В юности Давиль часто спрашивал себя: поэт он или нет? Есть ли смысл заниматься ему этим искусством, может ли он надеяться на успех? Теперь, после стольких лет и стольких усилий, не принесших ни успеха, ни поражения, могло уже стать ясно, что Давиль не поэт. Но, как нередко случается, с годами Давиль все упорнее, все более механически и однообразно "работал в поэзии", даже не задаваясь вопросом, который молодость, честно оценивая и смело критикуя себя, так часто ставит перед собой. Когда он был молод и еще встречал людей, признававших его талант, он писал меньше, а теперь, когда был уже в летах и никто всерьез не принимал его стихов, он работал регулярно и старательно. Неосознанное влечение к самовыражению и обманчивая сила молодости сменились теперь ленивой привычкой и прилежанием. Прилежание - добродетель, так часто появляющаяся там, где она не нужна или когда в ней уже нет необходимости, спокон веков служила утешением бесталанным писателям и являлась несчастьем для искусства. Исключительные обстоятельства, одиночество и скука, на которые Давиль был обречен долгие годы, все сильнее толкали его на этот бесплодный обманчивый путь, на безобидный грех, именуемый поэзией.

В сущности, Давиль ступил на неверный путь сразу, как только начал писать стихи, ибо его склонности не имели ничего общего с подлинной поэзией. Она была недоступна ему даже в самом непосредственном своем выражении, и тем более он не мог создавать ее.
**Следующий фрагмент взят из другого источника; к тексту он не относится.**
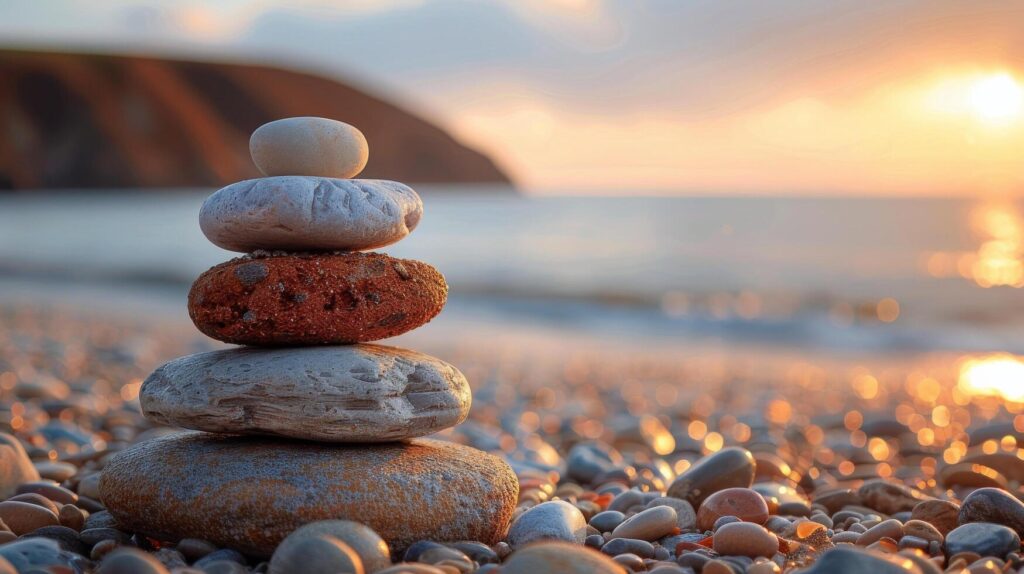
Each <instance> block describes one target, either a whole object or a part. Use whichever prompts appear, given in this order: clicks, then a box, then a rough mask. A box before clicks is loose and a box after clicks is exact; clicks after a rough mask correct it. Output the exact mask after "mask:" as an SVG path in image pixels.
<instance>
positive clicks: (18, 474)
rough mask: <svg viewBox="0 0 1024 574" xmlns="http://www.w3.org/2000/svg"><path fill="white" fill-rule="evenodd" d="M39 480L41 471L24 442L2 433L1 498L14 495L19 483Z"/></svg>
mask: <svg viewBox="0 0 1024 574" xmlns="http://www.w3.org/2000/svg"><path fill="white" fill-rule="evenodd" d="M38 480H39V471H37V470H36V467H35V466H33V463H32V460H30V459H29V454H28V453H27V452H26V451H25V447H24V446H22V442H20V441H19V440H17V439H16V438H14V437H13V436H12V435H8V434H7V433H0V498H8V497H10V496H13V495H14V493H15V491H16V489H17V485H19V484H23V483H26V482H33V481H38Z"/></svg>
Всякое проявление зла вызывало у Давиля раздражение или подавленность, а проявление добра - одушевление и радость, своего рода моральный восторг. Эти разнообразные чувства неизменно живые и невинные, хоть и недостаточно устойчивые и не всегда верные, побуждали его писать стихи, в которых не было ни грана поэзии. По правде говоря, иллюзии в нем поддерживал дух времени.

Так Давиль продолжал, и с годами все упорнее, считать свои немалые добродетели посредственными недостатками, а в поэзии видеть то, чего в ней нет: дешевое наслаждение, невинную игру ума и развлечение.

Понятно, что молодой Дефоссе, такой, каким он его знал, не мог быть ни желанным слушателем или критиком, ни подходящим собеседником на литературные темы.

Тут между молодым человеком и консулом раскрывалась новая огромная пропасть, которую Давиль ощущал особенно остро.

Широкий кругозор, быстрота суждений и смелость выводов были отличительными чертами Дефоссе. Знание и интуиция шли у него рука об руку, чудесным образом дополняя друг друга. При всем несходстве характеров и личной неприязни консул не мог этого не замечать. Иногда ему казалось, что этот двадцатичетырехлетний юноша прочел целые библиотеки, не возводя этого себе в особую заслугу. И действительно, Дефоссе постоянно озадачивал собеседника разнообразием знаний и смелостью суждений. Как бы шутя рассуждал он об истории Египта или об отношении южноамериканских колоний Испании к своей метрополии, о восточных языках, о религиозных или расовых столкновениях в любой части света, о целях и перспективах континентальной системы Наполеона или о транспортных путях и состоянии тарифов. Неожиданно он цитировал классиков, причем обычно менее известные места, в новом, смелом освещении и новой связи. И хотя консул часто видел в этом больше позу и буйство молодости, чем определенный, заслуживающий внимания строй мысли, он всегда слушал высказывания молодого человека с каким-то суеверным и неприятным восхищением, а также с мучительным сознанием собственной слабости и несовершенств, которые он тщетно старался преодолеть.